Lightning-AI / lit-llama

Implementation of the LLaMA language model based on nanoGPT. Supports flash attention, Int8 and GPTQ 4bit quantization, LoRA and LLaMA-Adapter fine-tuning, pre-training. Apache 2.0-licensed.
Apache License 2.0
5.97k stars 516 forks source link

Switch between LoRA adapters? #193

Open totaltube opened 1 year ago

totaltube commented 1 year ago

Is there a way to switch between LoRA adapters? I.e. load several different adapters for different tasks and quickly switch between them for doing different tasks? As it possible with peft library.

awaelchli commented 1 year ago

@totaltube I don't think we support this. Can you give an example? Note that LoRA and Adapter are two different things.

For example, to switch from LoRA to Adapter finetuning, you have to 1. remove the with lora() context manager, 2. replace the lit_llama.model.LLaMA model class with lit_llama.adapter.LLaMA, and 3. change mark_only_lora_as_trainable to mark_mark_only_adapter_as_trainable(model).

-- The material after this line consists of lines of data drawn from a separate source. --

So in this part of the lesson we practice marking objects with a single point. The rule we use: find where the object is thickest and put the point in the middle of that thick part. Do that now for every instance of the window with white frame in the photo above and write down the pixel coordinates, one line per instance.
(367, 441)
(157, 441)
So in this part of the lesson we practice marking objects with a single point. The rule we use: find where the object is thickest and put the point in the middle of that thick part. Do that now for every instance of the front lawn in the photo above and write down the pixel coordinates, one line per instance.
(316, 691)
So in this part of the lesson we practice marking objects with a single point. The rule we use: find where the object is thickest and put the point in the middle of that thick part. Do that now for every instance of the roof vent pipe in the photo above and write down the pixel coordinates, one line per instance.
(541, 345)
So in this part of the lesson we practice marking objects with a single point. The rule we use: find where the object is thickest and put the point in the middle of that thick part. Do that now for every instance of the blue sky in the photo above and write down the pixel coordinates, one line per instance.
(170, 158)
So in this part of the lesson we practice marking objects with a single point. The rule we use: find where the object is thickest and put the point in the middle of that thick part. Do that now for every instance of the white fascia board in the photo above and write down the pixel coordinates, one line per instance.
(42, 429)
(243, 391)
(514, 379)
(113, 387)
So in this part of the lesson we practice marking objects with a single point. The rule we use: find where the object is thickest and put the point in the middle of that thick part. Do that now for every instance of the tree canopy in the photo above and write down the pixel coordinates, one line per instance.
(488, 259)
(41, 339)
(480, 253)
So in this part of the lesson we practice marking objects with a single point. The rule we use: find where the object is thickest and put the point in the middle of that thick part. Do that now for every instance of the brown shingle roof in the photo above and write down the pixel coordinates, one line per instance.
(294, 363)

lantiga commented 1 year ago

I think the goal there was not to switch from lora to adapter, but rather to switch different lora weights on top of the same base model

totaltube commented 1 year ago

I think the goal there was not to switch from lora to adapter, but rather to switch different lora weights on top of the same base model

Correct. This is example in another library: https://github.com/huggingface/peft/blob/main/examples/multi_adapter_examples/PEFT_Multi_LoRA_Inference.ipynb

The goal is - I can fine-tune model for different tasks independently and quickly switch weights. No need to re-train on extended dataset, which includes another task, for example.

awaelchli commented 1 year ago

I see now. Today, this can be achieved by storing checkpoint files for the different tasks and then loading them into the model with model.load_state_dict(). This is one way to switch between tasks. Another way would be to have a consolidated checkpoint with all weights from the different tasks indexed, and then one could expose a utility (similar to model.set_adapter in your linked example) that selects the right weights. This would work for both methods, LoRA and Adapter. Is this roughly what you were looking for?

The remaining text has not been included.